Three MME students earn NSF Graduate Research Fellowships
Three students in mechanical and materials engineering are among six from the University of Nebraska-Lincoln awarded graduate fellowships from the National Science Foundation Graduate Research Fellowship Program (GRFP), one of the most prestigious graduate fellowships awarded in the U.S.
Mechanical engineering seniors Liam Kruse and Mary Radke and Jordan Rosenbohm, a master’s degree student in mechanical engineering and applied mechanics, were chosen to receive the fellowships, which provide a three-year annual stipend of $34,000 and a $12,000 cost-of-education allowance for tuition and fees that is paid to the university. Additionally, the GRFP provides opportunities for international research and professional development and the freedom to conduct their research at any accredited U.S. institution of graduate education.

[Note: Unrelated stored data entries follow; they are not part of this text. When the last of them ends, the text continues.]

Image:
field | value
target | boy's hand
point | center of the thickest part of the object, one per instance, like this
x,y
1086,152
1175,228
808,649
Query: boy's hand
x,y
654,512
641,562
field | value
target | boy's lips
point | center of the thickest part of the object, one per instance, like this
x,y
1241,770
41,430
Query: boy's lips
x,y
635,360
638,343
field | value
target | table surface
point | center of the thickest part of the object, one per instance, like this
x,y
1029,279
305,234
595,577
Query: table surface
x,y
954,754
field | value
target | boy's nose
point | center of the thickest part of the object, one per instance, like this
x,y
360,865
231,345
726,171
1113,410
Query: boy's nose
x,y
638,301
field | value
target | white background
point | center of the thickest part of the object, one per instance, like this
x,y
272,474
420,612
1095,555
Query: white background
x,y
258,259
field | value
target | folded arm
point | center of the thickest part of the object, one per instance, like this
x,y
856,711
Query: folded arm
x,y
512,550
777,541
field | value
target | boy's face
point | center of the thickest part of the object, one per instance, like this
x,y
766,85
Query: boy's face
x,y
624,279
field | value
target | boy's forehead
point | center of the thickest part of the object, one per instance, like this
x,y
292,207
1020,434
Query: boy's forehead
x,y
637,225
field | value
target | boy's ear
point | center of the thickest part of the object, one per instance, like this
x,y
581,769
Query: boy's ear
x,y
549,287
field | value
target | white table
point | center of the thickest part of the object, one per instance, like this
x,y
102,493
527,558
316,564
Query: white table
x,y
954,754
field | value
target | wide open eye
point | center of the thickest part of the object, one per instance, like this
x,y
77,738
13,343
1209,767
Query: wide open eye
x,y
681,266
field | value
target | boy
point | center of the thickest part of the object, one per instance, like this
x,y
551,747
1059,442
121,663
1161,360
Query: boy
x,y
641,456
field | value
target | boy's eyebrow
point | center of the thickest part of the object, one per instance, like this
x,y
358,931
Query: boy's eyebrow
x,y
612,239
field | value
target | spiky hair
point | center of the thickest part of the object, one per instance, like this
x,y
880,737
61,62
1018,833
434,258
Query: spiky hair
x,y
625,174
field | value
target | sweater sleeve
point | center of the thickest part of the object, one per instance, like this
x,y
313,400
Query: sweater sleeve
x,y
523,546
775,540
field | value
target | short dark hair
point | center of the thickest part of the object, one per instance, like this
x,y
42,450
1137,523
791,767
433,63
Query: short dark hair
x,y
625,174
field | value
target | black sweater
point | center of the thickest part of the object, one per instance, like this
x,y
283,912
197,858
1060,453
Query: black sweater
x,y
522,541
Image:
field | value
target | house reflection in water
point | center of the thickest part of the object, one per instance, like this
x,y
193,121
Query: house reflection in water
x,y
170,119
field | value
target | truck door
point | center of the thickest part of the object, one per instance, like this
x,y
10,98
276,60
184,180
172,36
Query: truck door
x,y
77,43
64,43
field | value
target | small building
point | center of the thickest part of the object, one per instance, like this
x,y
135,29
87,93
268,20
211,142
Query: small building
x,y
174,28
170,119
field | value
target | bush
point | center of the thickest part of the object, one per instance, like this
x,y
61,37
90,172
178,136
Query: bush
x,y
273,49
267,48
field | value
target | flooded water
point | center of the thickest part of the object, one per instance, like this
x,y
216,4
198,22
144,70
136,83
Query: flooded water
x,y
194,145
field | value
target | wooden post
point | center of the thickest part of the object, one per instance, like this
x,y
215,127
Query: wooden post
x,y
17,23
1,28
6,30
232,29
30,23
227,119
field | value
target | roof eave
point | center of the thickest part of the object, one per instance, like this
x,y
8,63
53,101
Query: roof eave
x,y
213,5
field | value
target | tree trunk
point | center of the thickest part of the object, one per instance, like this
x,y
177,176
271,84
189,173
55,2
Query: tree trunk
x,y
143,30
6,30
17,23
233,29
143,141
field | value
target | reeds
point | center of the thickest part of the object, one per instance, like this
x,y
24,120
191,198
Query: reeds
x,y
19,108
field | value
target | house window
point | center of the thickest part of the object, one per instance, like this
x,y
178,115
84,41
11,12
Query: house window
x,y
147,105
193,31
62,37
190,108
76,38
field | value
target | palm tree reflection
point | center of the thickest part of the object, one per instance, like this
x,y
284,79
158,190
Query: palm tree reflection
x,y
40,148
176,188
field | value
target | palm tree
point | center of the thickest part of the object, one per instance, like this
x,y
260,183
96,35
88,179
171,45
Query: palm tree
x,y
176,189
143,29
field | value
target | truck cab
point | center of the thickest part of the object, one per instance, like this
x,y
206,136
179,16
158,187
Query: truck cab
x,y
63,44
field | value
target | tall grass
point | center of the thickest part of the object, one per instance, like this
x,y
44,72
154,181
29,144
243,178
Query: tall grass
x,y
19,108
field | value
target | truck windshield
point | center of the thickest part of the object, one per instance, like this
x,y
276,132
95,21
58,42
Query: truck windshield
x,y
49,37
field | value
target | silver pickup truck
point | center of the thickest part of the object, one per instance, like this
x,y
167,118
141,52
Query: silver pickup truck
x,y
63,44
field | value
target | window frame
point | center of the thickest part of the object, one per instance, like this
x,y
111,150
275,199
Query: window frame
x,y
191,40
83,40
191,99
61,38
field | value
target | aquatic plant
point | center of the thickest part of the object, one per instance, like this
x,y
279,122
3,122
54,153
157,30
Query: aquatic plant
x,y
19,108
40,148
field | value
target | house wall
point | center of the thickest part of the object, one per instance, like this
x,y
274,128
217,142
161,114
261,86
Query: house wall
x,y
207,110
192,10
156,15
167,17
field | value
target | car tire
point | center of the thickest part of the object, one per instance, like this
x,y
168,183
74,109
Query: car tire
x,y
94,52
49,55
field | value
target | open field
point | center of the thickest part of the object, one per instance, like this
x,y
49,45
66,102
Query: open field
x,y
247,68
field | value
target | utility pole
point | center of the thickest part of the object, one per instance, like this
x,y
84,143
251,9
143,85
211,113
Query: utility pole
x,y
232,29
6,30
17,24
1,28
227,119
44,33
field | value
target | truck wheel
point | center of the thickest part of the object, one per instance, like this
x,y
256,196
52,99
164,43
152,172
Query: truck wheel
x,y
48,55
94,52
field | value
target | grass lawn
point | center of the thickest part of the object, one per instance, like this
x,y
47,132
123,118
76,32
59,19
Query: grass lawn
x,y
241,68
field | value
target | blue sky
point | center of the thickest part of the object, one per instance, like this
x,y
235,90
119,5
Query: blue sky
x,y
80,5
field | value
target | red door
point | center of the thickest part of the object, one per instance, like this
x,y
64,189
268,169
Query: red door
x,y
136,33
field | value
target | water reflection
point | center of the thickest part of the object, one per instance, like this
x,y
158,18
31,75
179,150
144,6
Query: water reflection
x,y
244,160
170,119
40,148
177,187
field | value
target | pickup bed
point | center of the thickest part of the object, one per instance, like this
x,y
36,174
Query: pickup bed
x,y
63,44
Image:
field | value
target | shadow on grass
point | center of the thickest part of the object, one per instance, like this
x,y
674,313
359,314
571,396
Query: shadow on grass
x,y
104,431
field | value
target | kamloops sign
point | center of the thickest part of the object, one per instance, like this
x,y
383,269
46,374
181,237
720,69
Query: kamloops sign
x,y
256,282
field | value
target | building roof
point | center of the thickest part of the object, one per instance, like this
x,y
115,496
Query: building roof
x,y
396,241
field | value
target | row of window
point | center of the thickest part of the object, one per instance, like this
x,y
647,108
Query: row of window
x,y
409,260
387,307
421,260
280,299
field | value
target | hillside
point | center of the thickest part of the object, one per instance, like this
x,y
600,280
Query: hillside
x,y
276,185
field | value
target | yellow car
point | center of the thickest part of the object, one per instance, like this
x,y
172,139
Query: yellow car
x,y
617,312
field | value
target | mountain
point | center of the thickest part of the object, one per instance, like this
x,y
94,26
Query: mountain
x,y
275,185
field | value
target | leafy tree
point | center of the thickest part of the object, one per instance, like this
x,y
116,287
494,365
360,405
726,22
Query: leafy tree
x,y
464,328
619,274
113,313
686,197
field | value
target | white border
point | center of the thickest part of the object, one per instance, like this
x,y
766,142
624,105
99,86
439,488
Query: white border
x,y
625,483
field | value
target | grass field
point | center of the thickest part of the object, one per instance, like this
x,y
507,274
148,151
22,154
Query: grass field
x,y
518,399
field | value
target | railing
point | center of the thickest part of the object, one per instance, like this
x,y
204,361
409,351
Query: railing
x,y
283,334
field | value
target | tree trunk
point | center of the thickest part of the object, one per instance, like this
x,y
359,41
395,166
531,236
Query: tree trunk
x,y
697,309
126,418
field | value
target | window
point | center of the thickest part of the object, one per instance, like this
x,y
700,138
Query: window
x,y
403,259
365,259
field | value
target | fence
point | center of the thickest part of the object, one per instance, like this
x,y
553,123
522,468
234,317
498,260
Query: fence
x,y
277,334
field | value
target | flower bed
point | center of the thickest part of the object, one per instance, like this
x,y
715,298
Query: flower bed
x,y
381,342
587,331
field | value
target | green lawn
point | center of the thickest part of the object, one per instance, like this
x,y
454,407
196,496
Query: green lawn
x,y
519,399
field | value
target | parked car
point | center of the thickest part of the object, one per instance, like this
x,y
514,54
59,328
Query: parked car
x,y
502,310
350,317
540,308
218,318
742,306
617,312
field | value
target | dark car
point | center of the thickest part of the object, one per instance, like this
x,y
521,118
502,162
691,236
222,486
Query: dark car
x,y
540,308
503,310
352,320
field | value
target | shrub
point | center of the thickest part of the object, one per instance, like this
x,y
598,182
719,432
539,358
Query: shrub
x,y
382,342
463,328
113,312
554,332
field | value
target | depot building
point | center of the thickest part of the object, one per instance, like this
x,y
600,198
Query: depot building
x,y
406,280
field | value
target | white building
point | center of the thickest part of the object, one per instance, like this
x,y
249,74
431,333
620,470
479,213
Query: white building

Seven Nebraska students were also chosen as honorable mention, including three from mechanical and materials engineering -- seniors Ben Bevans and Mark Nail, and Zvonimir Pusnik, a master’s degree student in mechanical engineering and applied mechanics.
"This is a tremendous honor. These students have worked hard and have excelled in and out of the classroom. We are very proud of them," said Jeffrey Shield, chair of mechanical and materials engineering.
"Having as many awardees as mechanical engineering programs at places like Stanford and Illinois and Ohio State is further evidence that our students are very, very talented and can compete at the highest level. It is also a reflection of the many opportunities that UNL provides to students to get involved in research, clubs, or other extracurricular activities that broaden the education experience, and it speaks to the investment our faculty have made in students."
Also chosen for honorable mention recognition was Timothy Hackett, a doctoral student in biochemistry who is advised by Sri Kidambi, associate professor and graduate chair of chemical and biomolecular engineering.
The GRFP is the oldest American fellowship program that directly supports students in various STEM fields. Since 1952, a year after President Truman signed legislation establishing the NSF, the GRFP awarded its first fellowships. It has since funded more than 50,000 fellowships out of more than 500,000 applicants.
The GRFP has a long history of choosing recipients who go on to achieve high levels of success in their future academic and professional careers – among them 42 Nobel Prize winners, more than 450 members of the National Academy of Science and other well-known scientists, including Steven Chu (Nobel Prize winner and former U.S. Secretary of Energy), Sergey Brin (co-founder of Google) and Steven Levitt (co-author of “Freakonomics”).